Lyons will work with campus partners to set a strategic focus for Berkeley’s innovation and entrepreneurship pipeline, foster entrepreneurship among the campus’s diverse constituencies, provide direction for work related to Berkeley’s intellectual property and coordinate activities in support of entrepreneurship among the schools, colleges, institutes and groups.
“This is a game changer for Berkeley,” says Vice Chancellor for Research Randy Katz, to whom Lyons will report. “Rich is a visionary and an evangelist in all things innovation and entrepreneurship. He is the one person who can simultaneously raise our external visibility, while accelerating how we embed innovation and entrepreneurship in our institutional DNA. I am thrilled he has accepted this key leadership role.”
A Berkeley Haas graduate who returned to campus as a professor of economics and finance in 1993, Lyons served as dean of Berkeley’s top-rated business school from 2008 to 2018. As dean, he initiated an effort to define the school’s culture and guiding principles, shepherded the construction of a state-of-the-art new academic building and oversaw the creation of several new degree programs.
Among his accomplishments, Lyons helped launch the Management, Entrepreneurship & Technology (M.E.T.) dual-degree program, in partnership with the College of Engineering, initiated the Bio-Business dual degree linking Berkeley Haas with the Department of Molecular and Cell Biology and revitalized the Berkeley-Haas Entrepreneurship Program.
In collaboration with leadership in the Office of Research and the College of Engineering, Lyons was instrumental in launching the Berkeley SkyDeck startup accelerator in 2012 and served on its governing board while dean at Berkeley Haas.
“I couldn’t be more excited about this opportunity to work together with the whole campus,” Lyons says. “At the top level, the role is really about how we transform Berkeley’s vast intellectual creativity into benefit to society. If we can improve that by even 10 percent, we will have achieved a great deal together.”

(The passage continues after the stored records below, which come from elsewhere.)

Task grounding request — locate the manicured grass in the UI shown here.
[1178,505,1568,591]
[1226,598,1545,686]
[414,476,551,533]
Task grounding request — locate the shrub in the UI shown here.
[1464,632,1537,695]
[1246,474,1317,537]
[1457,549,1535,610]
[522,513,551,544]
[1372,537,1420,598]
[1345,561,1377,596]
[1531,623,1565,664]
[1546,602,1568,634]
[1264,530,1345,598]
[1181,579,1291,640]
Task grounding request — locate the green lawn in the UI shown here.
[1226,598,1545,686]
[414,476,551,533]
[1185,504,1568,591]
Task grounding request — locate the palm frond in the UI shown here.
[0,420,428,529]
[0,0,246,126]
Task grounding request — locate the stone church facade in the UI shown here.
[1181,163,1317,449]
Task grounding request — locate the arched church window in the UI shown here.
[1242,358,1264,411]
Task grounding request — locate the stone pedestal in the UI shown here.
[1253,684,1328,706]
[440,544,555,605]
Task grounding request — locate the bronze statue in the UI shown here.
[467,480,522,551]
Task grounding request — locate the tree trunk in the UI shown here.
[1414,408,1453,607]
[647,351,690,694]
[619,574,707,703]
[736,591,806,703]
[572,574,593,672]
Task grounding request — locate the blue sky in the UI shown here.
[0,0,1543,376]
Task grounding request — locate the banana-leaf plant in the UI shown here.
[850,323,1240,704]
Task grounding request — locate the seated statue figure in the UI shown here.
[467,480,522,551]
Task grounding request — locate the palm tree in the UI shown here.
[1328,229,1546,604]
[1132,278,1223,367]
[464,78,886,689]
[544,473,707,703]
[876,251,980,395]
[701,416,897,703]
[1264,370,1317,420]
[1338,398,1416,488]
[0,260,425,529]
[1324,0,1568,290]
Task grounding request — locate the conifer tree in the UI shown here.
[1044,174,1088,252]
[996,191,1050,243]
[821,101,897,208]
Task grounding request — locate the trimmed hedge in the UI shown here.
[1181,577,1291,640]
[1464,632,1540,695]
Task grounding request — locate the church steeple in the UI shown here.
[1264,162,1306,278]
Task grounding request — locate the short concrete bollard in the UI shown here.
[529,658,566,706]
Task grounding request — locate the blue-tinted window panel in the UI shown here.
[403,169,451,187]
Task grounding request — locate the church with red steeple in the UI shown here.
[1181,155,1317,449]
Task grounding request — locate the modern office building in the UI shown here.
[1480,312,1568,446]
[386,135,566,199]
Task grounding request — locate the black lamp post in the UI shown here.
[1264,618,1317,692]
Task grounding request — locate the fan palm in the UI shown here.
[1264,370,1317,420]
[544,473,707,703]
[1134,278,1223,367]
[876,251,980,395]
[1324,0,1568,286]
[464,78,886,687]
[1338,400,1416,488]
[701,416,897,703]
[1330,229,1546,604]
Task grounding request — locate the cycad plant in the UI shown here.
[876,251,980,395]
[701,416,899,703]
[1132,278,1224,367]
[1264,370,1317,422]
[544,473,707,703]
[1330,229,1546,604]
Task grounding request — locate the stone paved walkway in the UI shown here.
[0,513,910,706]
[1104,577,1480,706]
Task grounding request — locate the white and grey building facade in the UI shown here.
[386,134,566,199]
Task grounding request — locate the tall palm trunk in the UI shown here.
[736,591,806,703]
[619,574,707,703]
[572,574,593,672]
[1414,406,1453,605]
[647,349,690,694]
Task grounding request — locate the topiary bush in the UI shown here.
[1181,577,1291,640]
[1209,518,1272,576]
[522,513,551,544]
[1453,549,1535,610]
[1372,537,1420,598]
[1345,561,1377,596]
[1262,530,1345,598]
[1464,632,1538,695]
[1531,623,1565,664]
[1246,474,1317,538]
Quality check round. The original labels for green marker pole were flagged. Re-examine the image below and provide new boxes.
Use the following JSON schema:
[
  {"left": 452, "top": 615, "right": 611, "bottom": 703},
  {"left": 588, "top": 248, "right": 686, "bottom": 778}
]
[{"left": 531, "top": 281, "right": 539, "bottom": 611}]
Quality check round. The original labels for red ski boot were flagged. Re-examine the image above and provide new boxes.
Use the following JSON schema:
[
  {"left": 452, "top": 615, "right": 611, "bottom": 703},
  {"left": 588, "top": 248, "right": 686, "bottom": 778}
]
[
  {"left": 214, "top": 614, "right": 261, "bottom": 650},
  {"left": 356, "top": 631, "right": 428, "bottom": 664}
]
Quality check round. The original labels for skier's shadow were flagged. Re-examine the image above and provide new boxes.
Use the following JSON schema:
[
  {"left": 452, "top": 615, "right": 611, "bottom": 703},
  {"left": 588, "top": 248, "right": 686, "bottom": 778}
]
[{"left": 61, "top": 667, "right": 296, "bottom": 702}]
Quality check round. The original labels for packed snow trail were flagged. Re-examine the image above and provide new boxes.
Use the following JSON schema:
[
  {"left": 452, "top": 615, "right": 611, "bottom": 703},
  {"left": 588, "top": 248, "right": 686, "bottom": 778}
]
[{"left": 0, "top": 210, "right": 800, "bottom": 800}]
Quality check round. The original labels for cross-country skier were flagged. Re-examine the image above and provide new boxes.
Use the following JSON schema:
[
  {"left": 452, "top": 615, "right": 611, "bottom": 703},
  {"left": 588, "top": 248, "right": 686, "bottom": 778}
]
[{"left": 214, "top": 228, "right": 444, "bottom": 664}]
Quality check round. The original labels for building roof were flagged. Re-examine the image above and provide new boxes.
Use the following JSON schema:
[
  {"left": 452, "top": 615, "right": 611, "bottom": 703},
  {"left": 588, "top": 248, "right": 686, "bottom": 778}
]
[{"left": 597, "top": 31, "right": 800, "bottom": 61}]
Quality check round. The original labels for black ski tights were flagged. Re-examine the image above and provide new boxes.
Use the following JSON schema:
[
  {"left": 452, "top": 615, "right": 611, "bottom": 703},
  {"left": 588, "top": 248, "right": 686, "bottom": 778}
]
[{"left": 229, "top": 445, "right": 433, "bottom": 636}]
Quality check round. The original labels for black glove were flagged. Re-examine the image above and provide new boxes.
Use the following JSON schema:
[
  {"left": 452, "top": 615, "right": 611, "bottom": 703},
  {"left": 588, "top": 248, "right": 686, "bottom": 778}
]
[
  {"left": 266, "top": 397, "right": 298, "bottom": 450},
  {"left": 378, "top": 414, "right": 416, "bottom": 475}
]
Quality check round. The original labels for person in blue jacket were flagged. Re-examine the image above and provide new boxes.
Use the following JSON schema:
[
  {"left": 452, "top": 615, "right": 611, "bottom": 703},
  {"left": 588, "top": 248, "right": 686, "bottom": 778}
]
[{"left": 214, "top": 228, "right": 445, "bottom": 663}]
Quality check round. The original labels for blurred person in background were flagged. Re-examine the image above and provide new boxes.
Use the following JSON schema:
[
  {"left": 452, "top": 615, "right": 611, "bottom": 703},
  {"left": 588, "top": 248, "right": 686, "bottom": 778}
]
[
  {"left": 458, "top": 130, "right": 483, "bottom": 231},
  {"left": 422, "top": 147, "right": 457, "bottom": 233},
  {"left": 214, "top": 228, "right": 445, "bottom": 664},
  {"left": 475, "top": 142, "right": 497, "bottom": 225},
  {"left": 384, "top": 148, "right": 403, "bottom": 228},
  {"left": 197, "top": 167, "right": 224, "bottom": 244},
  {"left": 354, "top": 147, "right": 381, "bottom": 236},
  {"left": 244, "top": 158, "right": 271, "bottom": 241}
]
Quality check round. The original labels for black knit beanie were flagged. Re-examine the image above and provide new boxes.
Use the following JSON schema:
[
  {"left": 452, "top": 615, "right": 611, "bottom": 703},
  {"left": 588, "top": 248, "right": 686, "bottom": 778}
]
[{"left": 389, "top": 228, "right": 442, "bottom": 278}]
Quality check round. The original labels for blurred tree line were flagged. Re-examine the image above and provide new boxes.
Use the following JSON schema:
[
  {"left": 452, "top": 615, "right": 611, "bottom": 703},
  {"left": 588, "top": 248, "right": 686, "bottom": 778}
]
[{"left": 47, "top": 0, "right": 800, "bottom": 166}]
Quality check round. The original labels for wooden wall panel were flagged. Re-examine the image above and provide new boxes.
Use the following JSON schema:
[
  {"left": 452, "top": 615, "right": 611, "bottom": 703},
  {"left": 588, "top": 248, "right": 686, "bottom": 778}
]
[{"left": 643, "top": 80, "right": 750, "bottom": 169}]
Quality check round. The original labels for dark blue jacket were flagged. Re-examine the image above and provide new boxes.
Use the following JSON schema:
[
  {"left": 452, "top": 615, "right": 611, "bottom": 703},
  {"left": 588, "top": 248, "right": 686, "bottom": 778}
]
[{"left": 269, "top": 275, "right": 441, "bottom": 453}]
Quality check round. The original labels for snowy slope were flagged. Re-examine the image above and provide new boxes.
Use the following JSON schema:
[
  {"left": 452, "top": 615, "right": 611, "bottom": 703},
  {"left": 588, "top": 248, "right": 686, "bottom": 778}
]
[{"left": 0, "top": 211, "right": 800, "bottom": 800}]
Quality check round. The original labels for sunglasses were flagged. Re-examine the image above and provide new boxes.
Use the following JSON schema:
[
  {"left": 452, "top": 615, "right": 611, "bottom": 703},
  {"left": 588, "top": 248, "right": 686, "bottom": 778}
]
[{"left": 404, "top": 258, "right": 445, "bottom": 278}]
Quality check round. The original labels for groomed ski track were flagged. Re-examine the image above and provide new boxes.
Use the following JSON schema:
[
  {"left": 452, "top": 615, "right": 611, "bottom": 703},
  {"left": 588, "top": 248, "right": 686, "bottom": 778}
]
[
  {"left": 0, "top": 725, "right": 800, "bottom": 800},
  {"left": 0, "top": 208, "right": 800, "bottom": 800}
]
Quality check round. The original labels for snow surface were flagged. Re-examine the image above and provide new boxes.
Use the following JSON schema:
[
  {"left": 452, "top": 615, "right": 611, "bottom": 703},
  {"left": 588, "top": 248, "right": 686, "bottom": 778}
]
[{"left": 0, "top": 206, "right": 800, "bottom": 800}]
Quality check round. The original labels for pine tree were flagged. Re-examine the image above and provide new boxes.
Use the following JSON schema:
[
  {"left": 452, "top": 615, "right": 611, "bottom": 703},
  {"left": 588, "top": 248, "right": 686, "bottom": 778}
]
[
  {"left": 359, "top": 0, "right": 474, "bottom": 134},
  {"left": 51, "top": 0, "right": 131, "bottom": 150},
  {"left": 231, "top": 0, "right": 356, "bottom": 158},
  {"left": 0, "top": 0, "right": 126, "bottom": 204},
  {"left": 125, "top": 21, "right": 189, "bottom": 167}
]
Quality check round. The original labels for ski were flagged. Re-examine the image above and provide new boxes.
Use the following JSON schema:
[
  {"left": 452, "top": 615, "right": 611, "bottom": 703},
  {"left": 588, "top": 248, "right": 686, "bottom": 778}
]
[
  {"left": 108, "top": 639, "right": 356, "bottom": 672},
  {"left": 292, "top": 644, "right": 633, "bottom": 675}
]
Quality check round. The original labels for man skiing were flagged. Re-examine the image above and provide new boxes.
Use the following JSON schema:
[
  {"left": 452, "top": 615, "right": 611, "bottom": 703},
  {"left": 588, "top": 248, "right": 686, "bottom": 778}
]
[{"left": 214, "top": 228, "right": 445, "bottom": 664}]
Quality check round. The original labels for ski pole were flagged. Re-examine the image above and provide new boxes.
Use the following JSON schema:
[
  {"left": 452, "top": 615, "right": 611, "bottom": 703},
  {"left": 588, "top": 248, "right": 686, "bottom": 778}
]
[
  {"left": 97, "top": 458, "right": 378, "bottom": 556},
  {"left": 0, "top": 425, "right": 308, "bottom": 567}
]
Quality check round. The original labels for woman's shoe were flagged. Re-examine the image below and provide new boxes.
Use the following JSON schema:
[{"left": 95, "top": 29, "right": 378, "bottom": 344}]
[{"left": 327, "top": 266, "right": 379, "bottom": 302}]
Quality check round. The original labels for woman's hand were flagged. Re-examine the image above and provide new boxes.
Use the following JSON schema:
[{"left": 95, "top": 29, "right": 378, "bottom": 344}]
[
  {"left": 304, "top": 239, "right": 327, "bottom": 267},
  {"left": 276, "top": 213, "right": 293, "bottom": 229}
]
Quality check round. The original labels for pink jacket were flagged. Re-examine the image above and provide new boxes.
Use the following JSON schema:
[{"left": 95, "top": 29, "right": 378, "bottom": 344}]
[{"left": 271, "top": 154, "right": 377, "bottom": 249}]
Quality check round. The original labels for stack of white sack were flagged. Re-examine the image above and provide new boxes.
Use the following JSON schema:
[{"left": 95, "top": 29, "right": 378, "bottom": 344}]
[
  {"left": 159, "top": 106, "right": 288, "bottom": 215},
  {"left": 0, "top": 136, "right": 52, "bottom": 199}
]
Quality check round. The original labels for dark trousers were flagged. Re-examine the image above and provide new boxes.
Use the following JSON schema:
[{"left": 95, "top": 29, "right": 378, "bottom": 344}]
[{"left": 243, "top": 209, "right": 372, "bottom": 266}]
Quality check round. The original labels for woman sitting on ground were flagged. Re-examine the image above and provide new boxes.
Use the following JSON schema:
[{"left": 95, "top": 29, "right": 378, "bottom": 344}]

UC Berkeley and the campus community have a long legacy of developing groundbreaking products, founding companies and creating entirely new industries. Berkeley students, professors and alumni have founded more than 2,000 companies, including household names such as Intel, Apple, Tesla, Gap, AIG and Autodesk. In May 2019, Crunchbase ranked Berkeley the world’s top public school for business and tech startups that attract early stage funding.
”Rich is highly respected in the business and policy worlds and has broad connections in Silicon Valley and beyond,” says Carol Mimura, assistant vice chancellor for Intellectual Property & Industry Research Alliances (IPIRA). “Drawing on his multiple talents — as a convener, fundraiser and an inclusive leader — Rich will propel Berkeley’s innovation and entrepreneurship initiatives to new heights and in new directions.”
Caroline Winnett, executive director of Berkeley SkyDeck, says “Rich is a visionary leader who ignites cultural and organizational transformation. Berkeley has always been a global epicenter for disruptive new thinking and innovation in all its forms, and Rich will lead the campus toward an even stronger culture of entrepreneurship and innovation. Startup founders will find at Berkeley a powerful commitment by campus to help them launch their world-changing ideas and discoveries.”
Lyons will fulfill a teaching commitment during the fall 2019 semester, but has agreed to move into a part-time, transitional role as faculty assistant to the vice chancellor for research for innovation and entrepreneurship, effective now through Dec. 31, 2019. In this role, he will be reaching out to campus and external stakeholders to begin conversations and initiate partnerships that he will continue developing when he assumes the role of CIEO on Jan. 1.